# Put your hand on the radio, I'll put my hand on the mike...



## blhowes (May 2, 2009)

I'm not sure if this the right forum to put this in. Mods please move it as you see fit.

This question is for ex-pentecostals/charasmatics, but others I'm sure may know the answer as well. I was driving home and turned on the local Christian radio station. The guy speaking was talking about trusting God when we go through tough situations, even though we may not feel like trusting God at the time. What he said sounded good - I continued to listen. A caller called in who was going through a tough situation, and was having a tough time trusting God as he was going through the trial. He sounded quite disturbed and upset. The radio preacher asked the man if he was near his radio. The guy said, "Yes, but its turned off now". The radio preacher told the man to go over and put his hand on the radio. While he did this, the radio preacher said he'd put his hand on the mike and proceeded to pray for the man.

Question: There must be some biblical reason (at least to the radio preacher) for telling someone to put his hand on the radio while praying for someone. Can you think of any verses such a preacher might use to justify this practice?


----------



## Skyler (May 2, 2009)

I can think of laying on of hands for healing... presumably, this is intended to be a similar phenomenon.


----------



## Jon 316 (May 2, 2009)

It's a kind of symbolism a 'point of contact' 

lacks any real scripturall basis but its common. The congregational equivelent is to ask teh congregation to 'reach out their hands' towards the person they are praying for. 

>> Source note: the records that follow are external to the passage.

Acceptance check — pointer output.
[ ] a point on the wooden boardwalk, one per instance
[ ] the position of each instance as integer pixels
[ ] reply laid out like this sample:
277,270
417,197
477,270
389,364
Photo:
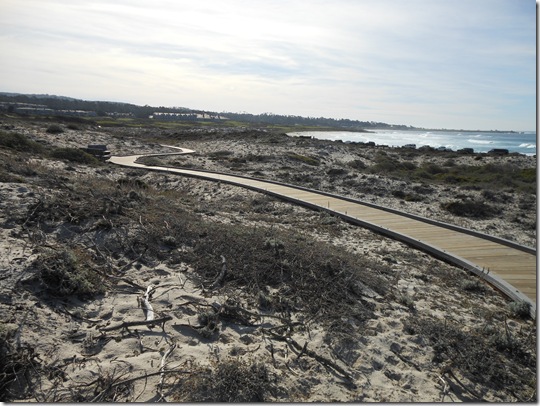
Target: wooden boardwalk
512,267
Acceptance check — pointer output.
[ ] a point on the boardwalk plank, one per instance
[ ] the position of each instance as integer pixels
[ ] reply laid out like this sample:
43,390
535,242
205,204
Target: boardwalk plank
515,266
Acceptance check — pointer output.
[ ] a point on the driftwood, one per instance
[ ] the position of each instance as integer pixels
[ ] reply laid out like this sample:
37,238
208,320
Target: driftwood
127,324
162,371
304,350
145,303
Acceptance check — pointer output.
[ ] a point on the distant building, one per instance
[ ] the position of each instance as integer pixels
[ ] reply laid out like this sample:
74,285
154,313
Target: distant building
498,151
466,151
186,116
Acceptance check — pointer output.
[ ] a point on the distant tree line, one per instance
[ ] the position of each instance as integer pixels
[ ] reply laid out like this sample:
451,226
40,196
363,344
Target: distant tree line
269,118
104,107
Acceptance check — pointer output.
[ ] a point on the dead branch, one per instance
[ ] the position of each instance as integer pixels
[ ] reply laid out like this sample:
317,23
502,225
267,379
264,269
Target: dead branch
145,302
323,360
162,370
127,324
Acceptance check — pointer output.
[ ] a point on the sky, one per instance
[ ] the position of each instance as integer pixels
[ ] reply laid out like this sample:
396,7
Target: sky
459,64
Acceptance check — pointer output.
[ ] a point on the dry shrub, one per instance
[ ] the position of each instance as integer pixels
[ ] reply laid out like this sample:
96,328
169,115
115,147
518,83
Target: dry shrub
231,380
75,155
470,208
490,356
310,275
68,273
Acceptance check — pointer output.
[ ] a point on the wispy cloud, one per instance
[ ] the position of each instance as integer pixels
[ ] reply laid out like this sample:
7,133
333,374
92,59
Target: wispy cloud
464,63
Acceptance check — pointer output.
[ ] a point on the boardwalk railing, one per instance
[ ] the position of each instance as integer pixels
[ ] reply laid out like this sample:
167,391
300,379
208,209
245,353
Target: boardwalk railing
508,266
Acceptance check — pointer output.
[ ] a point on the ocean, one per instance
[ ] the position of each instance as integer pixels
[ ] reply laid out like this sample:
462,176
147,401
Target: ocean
480,141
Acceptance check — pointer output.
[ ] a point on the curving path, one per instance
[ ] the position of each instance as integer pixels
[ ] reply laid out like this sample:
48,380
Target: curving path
508,266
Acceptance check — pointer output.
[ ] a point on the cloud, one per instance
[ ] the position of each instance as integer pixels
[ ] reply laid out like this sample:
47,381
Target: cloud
430,61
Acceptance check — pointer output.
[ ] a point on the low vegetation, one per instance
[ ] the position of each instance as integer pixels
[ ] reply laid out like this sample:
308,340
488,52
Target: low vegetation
258,271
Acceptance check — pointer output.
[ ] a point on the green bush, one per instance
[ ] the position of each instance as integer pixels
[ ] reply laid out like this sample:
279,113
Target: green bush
68,273
55,129
520,309
19,142
229,381
74,155
471,209
304,159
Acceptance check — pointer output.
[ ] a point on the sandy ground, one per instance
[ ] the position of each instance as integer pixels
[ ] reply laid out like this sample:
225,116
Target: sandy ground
379,362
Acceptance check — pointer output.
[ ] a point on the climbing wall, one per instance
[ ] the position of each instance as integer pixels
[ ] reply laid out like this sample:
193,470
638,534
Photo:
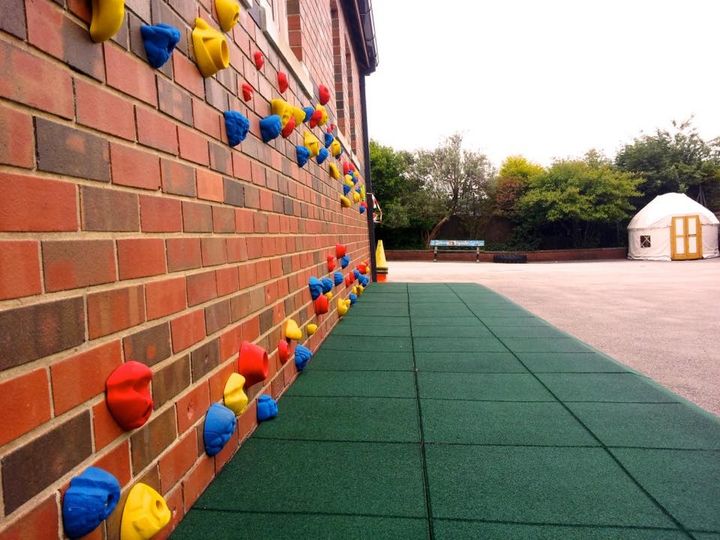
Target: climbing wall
181,225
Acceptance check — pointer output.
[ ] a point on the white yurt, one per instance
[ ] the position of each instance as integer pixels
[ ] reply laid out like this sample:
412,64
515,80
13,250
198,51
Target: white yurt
673,227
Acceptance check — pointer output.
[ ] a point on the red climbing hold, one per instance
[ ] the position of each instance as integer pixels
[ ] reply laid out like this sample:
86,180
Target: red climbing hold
247,91
259,60
282,82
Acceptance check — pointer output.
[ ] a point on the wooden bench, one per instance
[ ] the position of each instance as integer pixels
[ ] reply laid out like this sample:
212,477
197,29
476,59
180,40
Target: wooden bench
457,245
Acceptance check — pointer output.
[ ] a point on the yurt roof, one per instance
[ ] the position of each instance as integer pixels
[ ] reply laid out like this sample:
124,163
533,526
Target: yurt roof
659,212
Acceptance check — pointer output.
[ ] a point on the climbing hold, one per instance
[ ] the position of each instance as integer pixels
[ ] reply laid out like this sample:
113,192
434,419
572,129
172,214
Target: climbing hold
288,128
315,286
282,81
302,356
211,49
234,395
252,363
323,94
312,143
321,304
145,514
107,18
292,330
228,13
128,395
159,41
90,499
270,127
267,408
258,59
336,148
302,155
247,91
237,126
283,351
218,428
308,113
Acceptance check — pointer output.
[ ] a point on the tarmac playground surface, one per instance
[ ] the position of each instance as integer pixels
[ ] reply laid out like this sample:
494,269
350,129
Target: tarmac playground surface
447,411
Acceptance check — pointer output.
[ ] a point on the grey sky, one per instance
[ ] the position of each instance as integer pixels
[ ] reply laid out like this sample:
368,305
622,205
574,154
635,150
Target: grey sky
542,78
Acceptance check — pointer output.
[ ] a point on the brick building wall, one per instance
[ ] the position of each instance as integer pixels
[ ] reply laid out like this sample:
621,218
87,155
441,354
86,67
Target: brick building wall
130,230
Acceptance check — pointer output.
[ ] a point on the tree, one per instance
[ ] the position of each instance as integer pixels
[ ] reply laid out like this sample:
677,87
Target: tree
673,161
578,197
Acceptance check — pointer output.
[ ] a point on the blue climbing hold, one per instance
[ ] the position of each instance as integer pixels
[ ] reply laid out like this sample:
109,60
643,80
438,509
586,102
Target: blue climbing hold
302,356
219,427
308,113
327,284
159,41
316,287
323,154
303,154
267,407
270,127
328,139
90,499
237,127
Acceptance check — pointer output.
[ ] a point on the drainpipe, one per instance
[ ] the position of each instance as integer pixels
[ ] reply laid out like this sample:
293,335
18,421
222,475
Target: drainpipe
368,179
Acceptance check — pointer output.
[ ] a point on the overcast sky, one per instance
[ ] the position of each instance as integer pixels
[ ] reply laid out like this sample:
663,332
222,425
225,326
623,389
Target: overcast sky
542,78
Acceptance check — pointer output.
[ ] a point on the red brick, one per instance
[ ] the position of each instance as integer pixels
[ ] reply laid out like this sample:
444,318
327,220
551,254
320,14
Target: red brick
17,145
156,130
105,428
210,185
165,297
178,460
160,214
40,522
193,147
177,178
78,263
112,311
31,78
141,257
188,330
134,168
30,204
201,288
97,108
192,406
25,403
19,269
183,254
187,75
130,75
81,377
213,251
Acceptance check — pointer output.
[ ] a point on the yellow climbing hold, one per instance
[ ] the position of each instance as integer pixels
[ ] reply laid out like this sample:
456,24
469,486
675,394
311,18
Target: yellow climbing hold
107,18
292,330
228,13
211,49
233,395
145,514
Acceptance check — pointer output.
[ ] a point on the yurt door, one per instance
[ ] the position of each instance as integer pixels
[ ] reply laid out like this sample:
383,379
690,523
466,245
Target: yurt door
686,238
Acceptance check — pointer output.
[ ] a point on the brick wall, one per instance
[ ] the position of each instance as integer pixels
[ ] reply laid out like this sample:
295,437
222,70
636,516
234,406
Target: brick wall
130,230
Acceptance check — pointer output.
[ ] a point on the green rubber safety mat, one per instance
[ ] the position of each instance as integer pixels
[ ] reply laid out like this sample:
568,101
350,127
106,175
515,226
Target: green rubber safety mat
447,412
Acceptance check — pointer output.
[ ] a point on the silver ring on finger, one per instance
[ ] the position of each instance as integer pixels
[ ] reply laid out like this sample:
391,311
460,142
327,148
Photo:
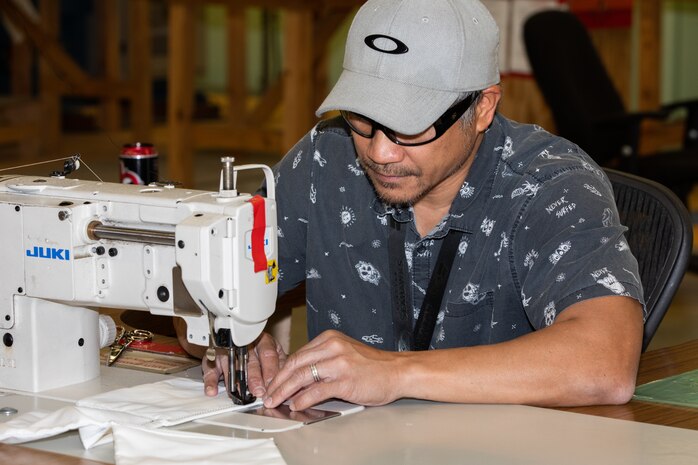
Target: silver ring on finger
316,375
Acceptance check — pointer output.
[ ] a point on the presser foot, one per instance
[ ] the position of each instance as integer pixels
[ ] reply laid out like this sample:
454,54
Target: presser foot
238,389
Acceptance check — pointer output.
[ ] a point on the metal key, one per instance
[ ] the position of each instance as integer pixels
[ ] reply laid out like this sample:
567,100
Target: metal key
125,340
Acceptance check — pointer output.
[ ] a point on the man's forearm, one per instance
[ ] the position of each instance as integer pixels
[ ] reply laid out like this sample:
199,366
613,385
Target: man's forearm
588,356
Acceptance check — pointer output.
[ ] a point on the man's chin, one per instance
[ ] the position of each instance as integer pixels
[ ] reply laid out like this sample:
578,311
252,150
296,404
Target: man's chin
395,196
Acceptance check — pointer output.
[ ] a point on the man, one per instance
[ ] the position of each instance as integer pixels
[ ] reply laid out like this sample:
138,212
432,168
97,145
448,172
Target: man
541,304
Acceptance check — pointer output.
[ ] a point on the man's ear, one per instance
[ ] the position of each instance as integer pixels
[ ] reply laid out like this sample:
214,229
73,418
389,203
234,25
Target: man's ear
487,107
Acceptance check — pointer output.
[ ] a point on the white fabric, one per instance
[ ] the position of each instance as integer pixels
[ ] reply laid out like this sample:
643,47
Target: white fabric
164,403
144,446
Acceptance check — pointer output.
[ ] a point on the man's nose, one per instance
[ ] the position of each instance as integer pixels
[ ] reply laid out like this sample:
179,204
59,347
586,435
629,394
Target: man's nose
384,151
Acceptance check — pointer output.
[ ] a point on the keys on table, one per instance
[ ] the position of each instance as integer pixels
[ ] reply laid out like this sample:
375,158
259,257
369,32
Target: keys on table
124,339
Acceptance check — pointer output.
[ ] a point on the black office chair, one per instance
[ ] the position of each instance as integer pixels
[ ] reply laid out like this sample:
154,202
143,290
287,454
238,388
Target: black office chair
588,110
660,235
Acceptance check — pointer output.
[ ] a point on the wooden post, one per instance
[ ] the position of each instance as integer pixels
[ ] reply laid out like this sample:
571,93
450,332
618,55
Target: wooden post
237,91
649,56
180,93
298,76
49,84
108,12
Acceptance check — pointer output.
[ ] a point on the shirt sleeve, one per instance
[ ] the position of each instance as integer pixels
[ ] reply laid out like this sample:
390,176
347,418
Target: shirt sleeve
292,177
569,246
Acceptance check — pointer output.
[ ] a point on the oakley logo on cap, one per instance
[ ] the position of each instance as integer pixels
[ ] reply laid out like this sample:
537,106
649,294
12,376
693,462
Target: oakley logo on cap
399,49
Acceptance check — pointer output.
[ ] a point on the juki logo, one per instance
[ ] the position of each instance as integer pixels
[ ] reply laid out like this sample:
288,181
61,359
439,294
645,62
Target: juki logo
49,252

The 'point of contact' could be (vaguely) connected to 1) Paul's (or was it Peter?) hankerchiefs which he touched and passed on to the sick who were healed. And possibly the woman who touched Jesus Garment. 

That may or may not be the case. It could just be Pentecostal religious tradition that has no rhyme or reason.


----------



## Rich Koster (May 2, 2009)

It is a false teaching created due to the misunderstanding of Matt 18:19 KJV. "Again I say to you, That if two of you on earth *agree as touching* any thing that they shall ask, it shall be done for them of my Father which is in heaven".


----------



## Jon 316 (May 2, 2009)

Rich Koster said:


> It is a false teaching created due to the misunderstanding of Matt 18:19 KJV. "Again I say to you, That if two of you on earth *agree as touching* any thing that they shall ask, it shall be done for them of my Father which is in heaven".



Sarcasm I guess? If not, I have never heard such a thing and I have been in the pentie movement a long time.


----------



## Rich Koster (May 2, 2009)

Jon 316 said:


> Rich Koster said:
> 
> 
> > It is a false teaching created due to the misunderstanding of Matt 18:19 KJV. "Again I say to you, That if two of you on earth *agree as touching* any thing that they shall ask, it shall be done for them of my Father which is in heaven".
> ...



No, read the KJV then another version for Matt 18:19....I'm serious.


----------